The file may get overwritten if the same dollar value variable is used on the same day. You may need to rename the result files. You can review the Excel files and use them to support your vetting request. In our next example, we will conduct four different tests with the same dollar value variable at once.

The four tests are: household income and sex, household income and province, household income and marital status, and household income and age groups.

The cd_test code set up is similar to that for the tests between two variables, except researchers will need to specify all four variables.

So after the dollar value variable, you will enter sex, pr, marst, and agegrp5. You can then fill out the rest of the parameters of the function.

Press ENTER. The result reads "Success!" Good.

In this case, all four combinations of tests are saved under different sheets of the same Excel file. Our final example shows how to conduct the same tests over different sub-populations. In this example. if we want to conduct two combinations of tests for citizens and non-citizens, we can use the by statement. For the two categorical variables sex and marst (marital status), this means that we will need a total of four different tests. The results of the tests are saved in two Excel files - one for citizens and the other file for non-citizens. We added the citizen variable in the cd_test command so it shows clearly that only one category of the variable is included in the results for one sub-sample. As expected, the Excel file contains the combinations of tests we are looking for. Now you have seen how to tailor the function to different testing scenarios. the final part of the video will briefly touch on the question of interpretation of the Excel files. It is important to note that the focus of this code is on dominance and homogeneity tests it may not cover all vetting requirements for your vetting request. Please refer to vetting documentation for more details. The Excel files produced by the R code show test results in two column blocks. The first one is a summary of the test results.

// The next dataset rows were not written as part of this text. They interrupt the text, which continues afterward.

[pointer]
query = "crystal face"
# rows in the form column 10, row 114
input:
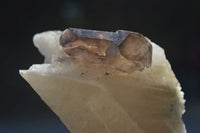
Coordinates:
column 96, row 82
column 125, row 51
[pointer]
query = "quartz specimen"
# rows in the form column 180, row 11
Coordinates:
column 107, row 82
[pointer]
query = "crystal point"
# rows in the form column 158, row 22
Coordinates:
column 112, row 93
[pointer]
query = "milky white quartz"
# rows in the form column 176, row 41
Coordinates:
column 147, row 101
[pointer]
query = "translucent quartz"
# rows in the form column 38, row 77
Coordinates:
column 92, row 92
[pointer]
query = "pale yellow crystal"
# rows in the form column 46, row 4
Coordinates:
column 150, row 101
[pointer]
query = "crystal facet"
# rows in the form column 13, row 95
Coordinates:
column 96, row 82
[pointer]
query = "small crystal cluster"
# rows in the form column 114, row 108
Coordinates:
column 123, row 50
column 75, row 82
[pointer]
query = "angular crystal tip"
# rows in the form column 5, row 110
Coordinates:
column 123, row 50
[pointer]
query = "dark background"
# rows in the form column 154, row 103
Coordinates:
column 173, row 24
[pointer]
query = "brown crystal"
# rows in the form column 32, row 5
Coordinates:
column 133, row 53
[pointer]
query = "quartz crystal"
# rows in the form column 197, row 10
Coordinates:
column 107, row 82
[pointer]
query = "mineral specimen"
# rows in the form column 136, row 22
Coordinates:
column 96, row 82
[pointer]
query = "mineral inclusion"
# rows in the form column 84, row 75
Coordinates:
column 107, row 82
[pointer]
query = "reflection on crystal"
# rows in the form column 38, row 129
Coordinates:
column 132, row 50
column 89, row 80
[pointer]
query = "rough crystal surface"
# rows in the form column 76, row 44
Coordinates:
column 94, row 98
column 120, row 51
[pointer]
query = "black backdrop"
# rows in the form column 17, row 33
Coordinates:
column 173, row 24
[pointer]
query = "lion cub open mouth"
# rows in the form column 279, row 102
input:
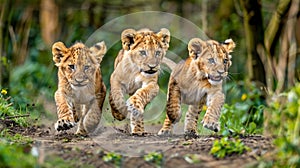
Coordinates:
column 150, row 71
column 215, row 78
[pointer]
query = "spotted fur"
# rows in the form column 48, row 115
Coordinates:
column 198, row 81
column 136, row 73
column 81, row 91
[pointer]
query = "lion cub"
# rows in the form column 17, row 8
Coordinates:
column 198, row 81
column 81, row 91
column 135, row 73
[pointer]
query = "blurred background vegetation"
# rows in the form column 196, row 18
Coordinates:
column 265, row 62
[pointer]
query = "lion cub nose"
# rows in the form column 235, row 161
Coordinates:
column 151, row 66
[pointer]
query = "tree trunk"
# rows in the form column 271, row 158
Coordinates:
column 254, row 37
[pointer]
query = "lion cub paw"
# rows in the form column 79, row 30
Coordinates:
column 133, row 110
column 64, row 124
column 164, row 132
column 210, row 124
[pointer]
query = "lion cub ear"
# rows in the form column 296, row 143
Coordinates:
column 164, row 34
column 98, row 51
column 59, row 50
column 229, row 45
column 195, row 47
column 127, row 38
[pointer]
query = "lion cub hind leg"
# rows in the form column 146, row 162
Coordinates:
column 91, row 116
column 116, row 99
column 136, row 104
column 191, row 119
column 212, row 115
column 167, row 127
column 65, row 113
column 173, row 109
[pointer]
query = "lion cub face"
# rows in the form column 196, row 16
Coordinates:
column 78, row 63
column 146, row 48
column 212, row 58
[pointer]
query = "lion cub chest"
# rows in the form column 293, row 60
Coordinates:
column 193, row 95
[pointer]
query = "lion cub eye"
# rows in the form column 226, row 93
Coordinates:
column 157, row 53
column 225, row 61
column 143, row 53
column 86, row 67
column 72, row 67
column 211, row 61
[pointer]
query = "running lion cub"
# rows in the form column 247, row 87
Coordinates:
column 136, row 73
column 81, row 91
column 198, row 81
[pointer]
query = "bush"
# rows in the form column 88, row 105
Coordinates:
column 283, row 121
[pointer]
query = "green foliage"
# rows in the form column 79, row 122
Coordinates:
column 245, row 114
column 284, row 122
column 31, row 80
column 15, row 155
column 192, row 158
column 16, row 138
column 154, row 157
column 8, row 112
column 114, row 158
column 226, row 147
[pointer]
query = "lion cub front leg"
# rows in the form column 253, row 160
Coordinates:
column 117, row 102
column 215, row 103
column 191, row 118
column 136, row 104
column 173, row 109
column 66, row 114
column 91, row 114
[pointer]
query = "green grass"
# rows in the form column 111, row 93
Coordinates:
column 225, row 147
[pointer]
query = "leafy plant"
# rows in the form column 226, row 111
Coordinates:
column 283, row 121
column 154, row 157
column 15, row 155
column 245, row 114
column 225, row 147
column 192, row 158
column 114, row 158
column 8, row 112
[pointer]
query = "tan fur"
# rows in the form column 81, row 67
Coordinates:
column 136, row 74
column 198, row 81
column 81, row 91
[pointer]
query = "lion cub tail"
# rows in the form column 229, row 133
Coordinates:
column 171, row 64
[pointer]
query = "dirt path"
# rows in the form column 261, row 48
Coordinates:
column 177, row 151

This is where you can see whether the specific category of your variables pass the test or not. ok indicates the cell passes the test. whereas "FAIL" shows that the cell fails the test. Having any FAIL indicates that the outputs may not be released. Of course, there are other data scenarios may not fit well into either a "ok" or "FAIL". When that happens, researchers may need to provide additional supporting documents or revisit their analysis.

One example remedy for failed cells is to regroup some categories to increase the counts to the minimum cell size. In addition to the summary results, the Excel files also provide a detailed breakdown of all test values. These additional columns are shown in the later columns of the Excel file. These values are useful if researchers want to have a more nuanced understanding of the tests.

I hope now you know how to conduct dominance and homogeneity tests using R.